In November, students had the chance to meet an engineer who works on some of America's most popular video games including Guitar Hero and Call of Duty. David Czarnecki ’97, earned a bachelor’s degree from the Watson School and returned to campus Friday, Nov. 20, to talk with students about his career post-Binghamton.
Czarnecki has loved video games for much of his life, and in spring 2008 joined Agora Games — a Troy, N.Y.-based company that builds websites for video games — as lead engineer for the company's Guitar Hero project.
"It's very exciting being part of a leading franchise out there," Czarnecki said. "We have a great team at Agora, so we've had the ability to work on [franchises like] Guitar Hero and Call of Duty. Knowing how to scale a system and gather player data allows us to work on big titles."
Prior to coming to Agora, Czarnecki was a computer scientist and software engineer for General Electric. "After almost 11 years at GE, I was just looking to do something different than what I had been doing," he said. "Being able to meld your passion or hobby into what you do, makes it not feel like work."
But, video gaming isn't Czarnecki's only interest. Several years ago, he co-authored Java Internationalization for O'Reilly and Associates, which explains how to write software targeted for multiple languages. His goal was to give programmers a different way of thinking about software for the international market. And, in 2003, he created blojsom, an open-source blogging software, which Apple adopted for its Tiger Server platform.
"[Blojsom] was a great way to show off [my skills], he said. “Here's a large programming project I released into the community.

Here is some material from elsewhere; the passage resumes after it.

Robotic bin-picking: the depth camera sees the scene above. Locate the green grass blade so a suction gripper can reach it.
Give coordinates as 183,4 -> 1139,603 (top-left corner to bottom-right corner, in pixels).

I support it, foster it and make sure it grows and does things that are useful for people using a blogging package."
Czarnecki — who found his current job with Agora on craigslist — talked with students about the changing career landscape, how to find a job in today's tight economy and how to connect with the University after graduation.
He hopes that current students understand that their futures depend somewhat on what they do as students. “A lot … is driven by what you do when you're here, such as internships,” he said. “If you're at Binghamton, you're in great position to go off and do great things once you leave the University."